O Boletim Focus, divulgado também nesta segunda-feira pelo Banco Central, elevou a projeção para a inflação em 2026 para 4,31%. Apesar da alta, a expectativa ainda está dentro da meta de inflação estabelecida pelo governo (3%, com margem de 1,5 ponto percentual para cima ou para baixo). Já a estimativa para a taxa Selic se manteve em 12,50%.

Ainda que a inflação esteja sob controle (por enquanto), o rombo nas contas públicas pode gerar pressões inflacionárias no futuro, caso o governo não consiga equilibrar as finanças. Uma das formas de fazer isso é controlando os gastos públicos, o que nem sempre é fácil, já que muitas despesas são obrigatórias (como os salários dos servidores e os benefícios da Previdência).
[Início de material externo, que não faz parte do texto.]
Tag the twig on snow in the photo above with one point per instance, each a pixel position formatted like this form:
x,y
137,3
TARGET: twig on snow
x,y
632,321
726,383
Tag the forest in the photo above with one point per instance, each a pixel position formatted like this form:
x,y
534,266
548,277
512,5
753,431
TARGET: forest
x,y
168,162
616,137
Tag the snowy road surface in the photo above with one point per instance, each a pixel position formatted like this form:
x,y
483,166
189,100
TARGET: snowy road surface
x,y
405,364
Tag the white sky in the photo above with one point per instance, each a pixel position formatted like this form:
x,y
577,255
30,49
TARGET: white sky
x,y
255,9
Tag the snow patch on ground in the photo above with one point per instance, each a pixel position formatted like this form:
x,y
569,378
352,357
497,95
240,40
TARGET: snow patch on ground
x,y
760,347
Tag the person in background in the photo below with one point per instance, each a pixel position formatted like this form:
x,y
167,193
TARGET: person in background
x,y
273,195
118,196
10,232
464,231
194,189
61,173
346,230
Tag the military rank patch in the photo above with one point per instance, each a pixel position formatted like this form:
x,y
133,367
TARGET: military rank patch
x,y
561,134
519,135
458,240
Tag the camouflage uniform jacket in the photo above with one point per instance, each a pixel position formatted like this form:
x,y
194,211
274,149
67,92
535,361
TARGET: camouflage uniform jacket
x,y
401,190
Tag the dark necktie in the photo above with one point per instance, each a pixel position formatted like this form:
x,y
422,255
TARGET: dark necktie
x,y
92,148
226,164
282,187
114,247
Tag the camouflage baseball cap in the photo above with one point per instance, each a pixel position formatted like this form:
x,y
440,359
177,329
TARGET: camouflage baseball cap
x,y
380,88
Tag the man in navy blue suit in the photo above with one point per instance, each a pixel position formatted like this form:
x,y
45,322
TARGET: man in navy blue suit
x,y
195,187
Outra forma é aumentando a arrecadação de impostos. O governo tem estudado algumas medidas nesse sentido, mas qualquer aumento de impostos pode gerar resistência por parte da sociedade e do setor produtivo, que já se sentem sobrecarregados. É como um cobertor curto: se você cobre a cabeça, descobre os pés, e vice-versa.

E o STF com isso?

Embora não esteja diretamente ligado aos números divulgados hoje, o Supremo Tribunal Federal (STF) tem um papel importante na economia, especialmente em decisões que afetam a arrecadação de impostos e a segurança jurídica para os investidores. Decisões sobre temas como a cobrança de ICMS sobre a base de cálculo do PIS/Cofins e a validade de incentivos fiscais podem ter um impacto significativo nas contas públicas.

Eleição no Rio afeta Brasília?

A eleição suplementar para o governo do Rio de Janeiro, marcada para o ano que vem em decorrência da cassação do governador, pode ter reflexos indiretos em Brasília. Uma eventual mudança de governo no Rio pode alterar o equilíbrio de forças no Congresso Nacional, influenciando a tramitação de projetos importantes para a economia, como a reforma tributária e a regulamentação do mercado de carbono.

Mandato-tampão e Judiciário

O mandato-tampão do novo governador do Rio de Janeiro, que durará apenas dois anos, pode gerar uma maior instabilidade política e econômica no estado, com reflexos em todo o país. Além disso, a atuação do Judiciário, tanto no processo de cassação do governador quanto em outras questões relevantes para a economia, tem sido alvo de debates e críticas, o que pode gerar incertezas para os investidores.

Em resumo, o cenário econômico brasileiro é complexo e desafiador. O governo precisa equilibrar as contas públicas, controlar a inflação e garantir o crescimento da economia. O cidadão, por sua vez, precisa estar atento aos seus gastos, evitar o endividamento excessivo e buscar alternativas para proteger o seu bolso. E todos nós precisamos acompanhar de perto as decisões políticas e econômicas que afetam o nosso dia a dia.